Share

Keras Kepalanya Zizi

***

Neng Lia

"Mbak, besok hari balik ke pesantren. Kalau mbak mau balik besok, atau nanti sore?" 

Pagi yang sedingin ini, dia sudah sampai di rumahku dan langsung menanyakan kapan aku kembali ke pesantren.

 Sementara aku yang ditanyai, masih belum mempersiapkan apa-apa. 

Bagaimana tidak?

Kesibukan pada pagi hari ini belum semuanya terselesaikan. 

Aku yang memang setiap hari bangun lebih awal, menjadi tidak sempat membaca alquran karena harus terlebih dahulu mengurus rumah yang mirip kapal pecah. 

Belum lagi, membereskan mainan adikku yang berserak di mana-mana. Meja yang dibiarkan lusuh dan taplaknya entah ke mana. Dan sofa yang muasalnya bersudut menjadi pola yang entah itu apa namanya.

Aku juga harus mampir ke dapur, dan seketika itu pun, aku melihat piring-piring bekas makanan yang berpesta pora. Melihat pula gelas kotor di mana-mana, sehingga meja dapur bagai tidak terlihat lagi permukaannya.

Bila mampir ke kamar TV, isinya cucian berbak-bak besar yang mulai menggunung dan baju yang telah dijemur kemarin tidak ada yang mau melipat. 

Aku terkadang seperti enggan untuk mengerjakan semua itu, tetapi itu adalah kewajibanku yang tak bisa aku tinggalkan. 

Semua harus aku kerjakan sendiri, dan selesai sebelum aku memulai mengerjakan tugas pribadiku. 

"Iya, memang kenapa?"

Teh yang aku taruh di meja itu, akhirnya Zizi minum.

Aku tidak tahu rasa teh itu, manis ataukah tidak? 

Seingatku, waktu tehnya masih panas sudah aku kasih es batu. Padahal rencanya, teh itu bukan untuk tamu, tetapi buat aku sendiri.

Sesekali, terkadang aku merasakan waktu pagiku terhempas begitu saja. Bahkan terasa begitu cepat. 

Hingga aku buat sesekali menyantai pun, sepertinya tidak akan pernah bisa. 

"Rencana nanti malam, tetapi entahlah ... aku juga belum selesai beresin semuanya."

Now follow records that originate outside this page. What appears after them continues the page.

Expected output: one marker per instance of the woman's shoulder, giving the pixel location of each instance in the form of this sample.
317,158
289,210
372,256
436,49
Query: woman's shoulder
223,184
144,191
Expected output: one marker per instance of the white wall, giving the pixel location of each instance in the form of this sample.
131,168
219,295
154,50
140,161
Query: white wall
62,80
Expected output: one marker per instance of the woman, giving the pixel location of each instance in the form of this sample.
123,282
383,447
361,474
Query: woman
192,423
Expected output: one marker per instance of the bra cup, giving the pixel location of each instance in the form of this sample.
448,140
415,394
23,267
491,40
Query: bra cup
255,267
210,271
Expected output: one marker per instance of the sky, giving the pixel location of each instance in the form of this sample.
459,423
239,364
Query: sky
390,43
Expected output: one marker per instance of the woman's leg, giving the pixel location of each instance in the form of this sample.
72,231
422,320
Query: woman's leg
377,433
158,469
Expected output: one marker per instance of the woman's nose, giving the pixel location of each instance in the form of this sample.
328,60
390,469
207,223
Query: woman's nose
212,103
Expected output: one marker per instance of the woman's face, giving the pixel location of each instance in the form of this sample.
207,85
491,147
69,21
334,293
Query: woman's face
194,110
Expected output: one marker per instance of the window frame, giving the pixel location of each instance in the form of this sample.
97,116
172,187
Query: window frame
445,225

"Aku juga, mbak. Belum siap apa-apa. Bahkan aku juga malas banget buat kembali ke pesantren. Mbak tahu sendiri, kalau aku anaknya ini seperti apa? Dikit-dikit suka pusing kalau sudah mulai membahas nahwu shorof saat di pesantren. Belum lagi kitab yang banyak banget, setiap dua jam selalu ada ngaji kitab yang di mana kalau maknai kitab itu tidak cuma dua lembar tapi bisa lima lembar tujuh lembar. Aku malas kembali ke pesantren, mbak." 

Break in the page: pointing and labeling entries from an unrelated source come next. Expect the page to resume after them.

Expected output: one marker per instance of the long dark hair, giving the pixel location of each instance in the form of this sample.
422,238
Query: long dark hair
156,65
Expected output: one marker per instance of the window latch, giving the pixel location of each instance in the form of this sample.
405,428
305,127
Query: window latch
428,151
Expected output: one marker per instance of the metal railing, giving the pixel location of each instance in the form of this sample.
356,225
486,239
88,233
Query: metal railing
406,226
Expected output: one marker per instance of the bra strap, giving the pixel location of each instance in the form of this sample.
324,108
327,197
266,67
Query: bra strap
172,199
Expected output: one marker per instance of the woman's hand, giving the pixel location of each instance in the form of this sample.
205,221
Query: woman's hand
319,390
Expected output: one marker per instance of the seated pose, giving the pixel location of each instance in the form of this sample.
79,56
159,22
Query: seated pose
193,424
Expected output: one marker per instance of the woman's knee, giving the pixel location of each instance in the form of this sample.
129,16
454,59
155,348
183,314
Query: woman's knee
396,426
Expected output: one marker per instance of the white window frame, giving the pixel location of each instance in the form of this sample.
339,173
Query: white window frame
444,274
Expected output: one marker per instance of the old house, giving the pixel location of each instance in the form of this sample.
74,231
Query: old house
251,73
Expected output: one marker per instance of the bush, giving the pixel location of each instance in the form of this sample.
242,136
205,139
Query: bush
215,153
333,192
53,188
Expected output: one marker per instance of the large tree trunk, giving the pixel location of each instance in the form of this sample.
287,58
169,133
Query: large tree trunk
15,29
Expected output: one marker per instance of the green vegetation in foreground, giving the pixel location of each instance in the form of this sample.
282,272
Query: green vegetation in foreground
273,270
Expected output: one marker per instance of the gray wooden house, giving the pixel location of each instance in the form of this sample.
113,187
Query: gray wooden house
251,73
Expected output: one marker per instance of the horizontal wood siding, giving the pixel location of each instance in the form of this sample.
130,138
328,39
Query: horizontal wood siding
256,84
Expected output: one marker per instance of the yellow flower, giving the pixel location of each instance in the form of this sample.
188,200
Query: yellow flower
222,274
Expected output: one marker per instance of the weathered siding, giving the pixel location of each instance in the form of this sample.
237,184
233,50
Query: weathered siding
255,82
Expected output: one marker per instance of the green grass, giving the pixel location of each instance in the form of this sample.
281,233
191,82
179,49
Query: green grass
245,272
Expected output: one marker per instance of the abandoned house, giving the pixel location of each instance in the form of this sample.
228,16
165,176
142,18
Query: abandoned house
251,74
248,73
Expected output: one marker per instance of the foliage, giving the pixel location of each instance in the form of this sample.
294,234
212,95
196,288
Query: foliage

Teh itu setelah diteguk beberapa saat, dia menaruhnya kembali. Dan keluarlah semua keluhan itu.

Zizi memang ada benarnya, pesantren dari dulu bukanlah tempat bermain-main. Tetapi tempat di mana seorang anak dibimbing sampai bisa menjadi santri yang solih solihah dan tahu tentang norma sehingga dapat bermanfaat untuk kehidupannya ke depan.

"Namanya juga pesantren Zi, semua ada waktunya. Kita ke pesantren, juga buat bekal masa depan, dan melatih kita untuk disiplin waktu. Kalau waktunya ini ya harus mengerjakan ini, kalau waktunya mengerjakan itu, ya itu. Sama, tidak kamu saja yang maknai kitab banyak. Semuanya seperti kamu, tidak ada pesantren yang isinya bukan kegiatan yang bermanfaat. Seharusnya kita senang, setiap waktu kita adalah pahala. Ngaji kitab pahala, belajar kelompok pahala, ngaji al-quran juga pahala. Bahkan kalau kita pikirkan ke depan, kita kelak pasti akan rindu saat di pesantren bagaimana."